The continued violence of football is what propelled NPR Weekend Edition host Scott Simon this weekend to tell an ESPN commentator he won’t be watching football anymore. The continuing violence of football is what prompted President Obama to tell a New Yorker reporter earlier this year that if he had boys, he would not support their playing pro ball. The sustained violence and corruption of the sport is why my sister, a diehard Saints fan who lives in New Orleans, told me she is done watching the game.

The continued violence of football is also why I told both my boys, now 17 and 25, when they were younger, “I’m sorry, but, no, you can’t play football.” It was the only extracurricular activity I ever told any of my kids they couldn’t do. Frustrated at the time, they have since thanked me.
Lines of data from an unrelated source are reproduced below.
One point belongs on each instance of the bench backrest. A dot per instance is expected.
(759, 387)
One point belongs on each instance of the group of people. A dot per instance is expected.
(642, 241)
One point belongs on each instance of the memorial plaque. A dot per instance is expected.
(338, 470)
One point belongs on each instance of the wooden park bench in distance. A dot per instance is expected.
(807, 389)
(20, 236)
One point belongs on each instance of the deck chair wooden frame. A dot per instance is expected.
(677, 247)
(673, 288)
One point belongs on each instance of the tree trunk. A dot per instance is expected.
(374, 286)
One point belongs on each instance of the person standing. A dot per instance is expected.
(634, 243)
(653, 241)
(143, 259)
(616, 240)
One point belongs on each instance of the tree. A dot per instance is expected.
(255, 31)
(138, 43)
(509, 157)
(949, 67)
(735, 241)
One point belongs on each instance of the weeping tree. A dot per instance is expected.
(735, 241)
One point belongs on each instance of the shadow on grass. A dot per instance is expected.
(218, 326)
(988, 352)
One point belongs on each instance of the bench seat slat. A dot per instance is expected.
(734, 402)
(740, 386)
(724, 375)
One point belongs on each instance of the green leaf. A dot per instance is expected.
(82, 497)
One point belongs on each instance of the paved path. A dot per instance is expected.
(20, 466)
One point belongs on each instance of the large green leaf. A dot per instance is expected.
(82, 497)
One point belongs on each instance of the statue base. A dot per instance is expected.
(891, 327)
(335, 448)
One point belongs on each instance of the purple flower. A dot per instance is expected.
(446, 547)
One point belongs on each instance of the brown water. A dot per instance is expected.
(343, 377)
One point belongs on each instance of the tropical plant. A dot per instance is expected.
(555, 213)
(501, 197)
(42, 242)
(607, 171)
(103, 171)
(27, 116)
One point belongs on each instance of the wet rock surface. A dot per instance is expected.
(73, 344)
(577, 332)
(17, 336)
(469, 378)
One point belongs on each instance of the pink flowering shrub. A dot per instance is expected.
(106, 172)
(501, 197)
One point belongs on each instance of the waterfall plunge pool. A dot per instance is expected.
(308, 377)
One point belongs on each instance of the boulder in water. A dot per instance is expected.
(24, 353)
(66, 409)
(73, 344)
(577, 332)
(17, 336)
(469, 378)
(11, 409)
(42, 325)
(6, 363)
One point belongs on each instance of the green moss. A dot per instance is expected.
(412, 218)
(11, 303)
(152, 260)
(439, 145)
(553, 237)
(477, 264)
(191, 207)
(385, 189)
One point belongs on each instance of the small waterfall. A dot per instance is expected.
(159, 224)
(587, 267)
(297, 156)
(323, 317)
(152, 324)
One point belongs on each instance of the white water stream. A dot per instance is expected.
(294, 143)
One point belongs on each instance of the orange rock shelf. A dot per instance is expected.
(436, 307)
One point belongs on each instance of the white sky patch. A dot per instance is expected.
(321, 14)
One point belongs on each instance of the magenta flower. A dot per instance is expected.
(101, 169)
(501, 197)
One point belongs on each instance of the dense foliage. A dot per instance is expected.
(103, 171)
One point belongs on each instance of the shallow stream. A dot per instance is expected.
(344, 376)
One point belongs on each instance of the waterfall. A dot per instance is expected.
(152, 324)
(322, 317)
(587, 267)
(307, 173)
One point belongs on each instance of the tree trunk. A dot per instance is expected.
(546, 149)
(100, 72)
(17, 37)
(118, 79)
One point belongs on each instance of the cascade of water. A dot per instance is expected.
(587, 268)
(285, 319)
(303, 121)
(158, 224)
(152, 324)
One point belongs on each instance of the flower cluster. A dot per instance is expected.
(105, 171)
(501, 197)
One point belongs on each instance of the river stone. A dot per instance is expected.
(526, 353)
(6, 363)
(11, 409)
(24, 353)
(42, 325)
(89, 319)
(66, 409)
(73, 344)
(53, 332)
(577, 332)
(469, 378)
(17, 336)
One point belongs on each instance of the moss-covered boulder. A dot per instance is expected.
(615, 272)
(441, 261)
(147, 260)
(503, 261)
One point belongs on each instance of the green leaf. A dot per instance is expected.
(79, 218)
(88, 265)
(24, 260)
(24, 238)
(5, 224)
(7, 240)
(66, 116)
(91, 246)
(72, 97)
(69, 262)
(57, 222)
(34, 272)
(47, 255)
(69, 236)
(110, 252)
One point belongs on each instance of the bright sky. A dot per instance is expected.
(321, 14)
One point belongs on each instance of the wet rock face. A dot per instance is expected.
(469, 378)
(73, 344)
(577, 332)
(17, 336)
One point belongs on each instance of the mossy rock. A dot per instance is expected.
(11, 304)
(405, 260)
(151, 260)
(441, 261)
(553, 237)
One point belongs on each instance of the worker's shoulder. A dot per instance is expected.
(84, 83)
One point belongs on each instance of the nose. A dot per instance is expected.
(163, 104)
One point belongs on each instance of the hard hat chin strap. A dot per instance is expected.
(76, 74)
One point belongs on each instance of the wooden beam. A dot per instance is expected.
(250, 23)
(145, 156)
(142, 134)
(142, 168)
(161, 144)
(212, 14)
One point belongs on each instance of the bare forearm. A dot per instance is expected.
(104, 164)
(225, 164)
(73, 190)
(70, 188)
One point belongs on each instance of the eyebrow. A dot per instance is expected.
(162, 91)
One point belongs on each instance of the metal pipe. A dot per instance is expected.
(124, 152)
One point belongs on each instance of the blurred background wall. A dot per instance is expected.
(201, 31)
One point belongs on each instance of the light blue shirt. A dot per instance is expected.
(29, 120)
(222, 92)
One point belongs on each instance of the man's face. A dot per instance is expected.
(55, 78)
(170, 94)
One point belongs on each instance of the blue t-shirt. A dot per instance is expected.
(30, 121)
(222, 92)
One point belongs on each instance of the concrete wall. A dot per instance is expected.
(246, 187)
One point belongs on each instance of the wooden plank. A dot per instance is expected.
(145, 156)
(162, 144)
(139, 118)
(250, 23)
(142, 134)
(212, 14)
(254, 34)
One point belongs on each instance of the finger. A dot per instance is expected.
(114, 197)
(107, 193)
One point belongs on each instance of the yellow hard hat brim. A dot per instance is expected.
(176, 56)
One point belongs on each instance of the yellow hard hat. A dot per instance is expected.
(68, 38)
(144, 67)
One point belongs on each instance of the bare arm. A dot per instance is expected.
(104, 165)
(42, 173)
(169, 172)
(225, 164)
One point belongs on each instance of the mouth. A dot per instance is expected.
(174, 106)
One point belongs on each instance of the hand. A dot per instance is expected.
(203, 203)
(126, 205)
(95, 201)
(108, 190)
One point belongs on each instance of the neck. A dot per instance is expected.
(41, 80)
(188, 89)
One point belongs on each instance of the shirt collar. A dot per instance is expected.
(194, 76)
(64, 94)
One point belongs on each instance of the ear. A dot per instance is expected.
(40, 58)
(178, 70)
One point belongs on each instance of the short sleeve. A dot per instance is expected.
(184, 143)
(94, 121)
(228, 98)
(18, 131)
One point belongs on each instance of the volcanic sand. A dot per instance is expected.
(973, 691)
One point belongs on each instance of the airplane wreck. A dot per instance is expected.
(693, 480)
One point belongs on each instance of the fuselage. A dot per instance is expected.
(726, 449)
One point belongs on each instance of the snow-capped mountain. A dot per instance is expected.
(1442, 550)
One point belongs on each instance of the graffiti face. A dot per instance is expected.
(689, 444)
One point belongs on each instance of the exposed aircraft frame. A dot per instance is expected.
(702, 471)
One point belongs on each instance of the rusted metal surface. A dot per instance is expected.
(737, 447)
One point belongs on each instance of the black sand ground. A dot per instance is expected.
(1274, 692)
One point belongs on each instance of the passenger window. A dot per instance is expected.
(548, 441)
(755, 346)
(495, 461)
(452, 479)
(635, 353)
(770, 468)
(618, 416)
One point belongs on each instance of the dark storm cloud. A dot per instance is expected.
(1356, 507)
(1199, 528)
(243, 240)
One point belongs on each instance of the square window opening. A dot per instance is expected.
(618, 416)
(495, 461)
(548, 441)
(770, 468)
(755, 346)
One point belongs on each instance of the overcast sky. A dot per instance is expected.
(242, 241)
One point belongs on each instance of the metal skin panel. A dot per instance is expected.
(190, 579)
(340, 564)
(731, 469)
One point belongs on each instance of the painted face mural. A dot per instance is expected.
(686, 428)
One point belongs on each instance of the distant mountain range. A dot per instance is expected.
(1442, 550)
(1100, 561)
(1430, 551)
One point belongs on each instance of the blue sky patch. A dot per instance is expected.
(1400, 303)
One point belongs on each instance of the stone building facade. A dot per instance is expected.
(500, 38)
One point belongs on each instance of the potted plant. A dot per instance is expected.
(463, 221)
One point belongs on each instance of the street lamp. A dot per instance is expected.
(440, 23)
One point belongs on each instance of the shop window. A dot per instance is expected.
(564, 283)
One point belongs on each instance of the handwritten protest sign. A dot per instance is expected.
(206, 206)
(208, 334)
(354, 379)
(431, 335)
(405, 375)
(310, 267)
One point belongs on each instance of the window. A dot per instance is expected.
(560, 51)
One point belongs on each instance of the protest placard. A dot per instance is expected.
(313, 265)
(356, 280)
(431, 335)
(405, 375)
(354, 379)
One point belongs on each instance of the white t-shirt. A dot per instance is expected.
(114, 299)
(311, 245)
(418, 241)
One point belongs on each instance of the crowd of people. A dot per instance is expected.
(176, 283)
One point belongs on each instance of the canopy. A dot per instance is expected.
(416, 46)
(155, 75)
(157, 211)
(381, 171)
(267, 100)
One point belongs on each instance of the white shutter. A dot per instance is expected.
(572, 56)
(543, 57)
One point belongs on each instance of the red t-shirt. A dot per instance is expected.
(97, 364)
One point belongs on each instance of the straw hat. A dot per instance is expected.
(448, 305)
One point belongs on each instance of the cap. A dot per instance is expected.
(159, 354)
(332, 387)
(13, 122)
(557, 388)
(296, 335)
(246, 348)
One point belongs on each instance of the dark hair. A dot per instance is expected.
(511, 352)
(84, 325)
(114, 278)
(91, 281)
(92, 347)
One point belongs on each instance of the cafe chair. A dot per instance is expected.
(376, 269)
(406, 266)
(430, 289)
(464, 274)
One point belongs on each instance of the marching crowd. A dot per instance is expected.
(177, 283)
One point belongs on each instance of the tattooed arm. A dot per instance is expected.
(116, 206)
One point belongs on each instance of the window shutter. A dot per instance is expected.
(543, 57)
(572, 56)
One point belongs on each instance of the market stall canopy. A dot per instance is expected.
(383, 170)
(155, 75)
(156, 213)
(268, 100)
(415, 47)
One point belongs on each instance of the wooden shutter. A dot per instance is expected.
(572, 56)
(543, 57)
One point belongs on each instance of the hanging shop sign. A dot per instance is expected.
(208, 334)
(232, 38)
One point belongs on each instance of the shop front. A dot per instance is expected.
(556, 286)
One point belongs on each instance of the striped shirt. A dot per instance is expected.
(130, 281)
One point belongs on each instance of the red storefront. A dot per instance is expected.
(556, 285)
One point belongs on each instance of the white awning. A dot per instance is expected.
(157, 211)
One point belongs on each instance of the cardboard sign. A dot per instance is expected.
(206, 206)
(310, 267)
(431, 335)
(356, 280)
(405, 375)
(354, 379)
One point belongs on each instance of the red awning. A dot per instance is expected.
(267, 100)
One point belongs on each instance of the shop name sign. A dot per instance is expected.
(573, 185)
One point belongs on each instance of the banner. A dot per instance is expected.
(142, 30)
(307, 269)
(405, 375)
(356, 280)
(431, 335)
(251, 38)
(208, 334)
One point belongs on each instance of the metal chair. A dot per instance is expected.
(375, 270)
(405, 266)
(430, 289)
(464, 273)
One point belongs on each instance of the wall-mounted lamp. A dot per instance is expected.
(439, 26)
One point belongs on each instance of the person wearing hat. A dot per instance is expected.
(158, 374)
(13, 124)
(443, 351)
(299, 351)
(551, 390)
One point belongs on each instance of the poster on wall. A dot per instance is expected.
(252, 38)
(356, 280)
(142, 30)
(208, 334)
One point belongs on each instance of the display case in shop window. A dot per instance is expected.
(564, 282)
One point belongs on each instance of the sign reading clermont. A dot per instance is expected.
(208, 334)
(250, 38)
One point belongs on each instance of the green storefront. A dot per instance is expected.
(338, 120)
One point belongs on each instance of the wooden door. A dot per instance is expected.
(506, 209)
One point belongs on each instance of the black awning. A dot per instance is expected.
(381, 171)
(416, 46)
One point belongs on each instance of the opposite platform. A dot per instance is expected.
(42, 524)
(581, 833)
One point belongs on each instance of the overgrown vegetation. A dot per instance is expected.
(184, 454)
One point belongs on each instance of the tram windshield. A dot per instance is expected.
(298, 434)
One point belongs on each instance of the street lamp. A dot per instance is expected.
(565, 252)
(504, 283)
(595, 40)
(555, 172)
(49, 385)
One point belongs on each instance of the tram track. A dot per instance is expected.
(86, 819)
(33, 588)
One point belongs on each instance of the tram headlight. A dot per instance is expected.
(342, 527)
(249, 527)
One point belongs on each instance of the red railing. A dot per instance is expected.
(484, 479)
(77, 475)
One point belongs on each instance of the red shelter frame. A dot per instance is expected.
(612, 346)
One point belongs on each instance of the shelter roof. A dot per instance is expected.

That Monday night after my friend’s sons saw the graphic video depicting Rice punching out his wife, dragging her halfway out of the elevator and then stepping over her motionless body like a bag of trash on the sidewalk, each of them said a prayer before going to bed.

They prayed 27-year-old Rice, once the belle of Baltimore and the Ravens, would get help.

They prayed his then-fiancée, now his wife, would be okay.

The eldest son also prayed he would never have to see such real-life violence in his own world.

Given that, he might want to consider praying for one more thing: a world in which there is no football.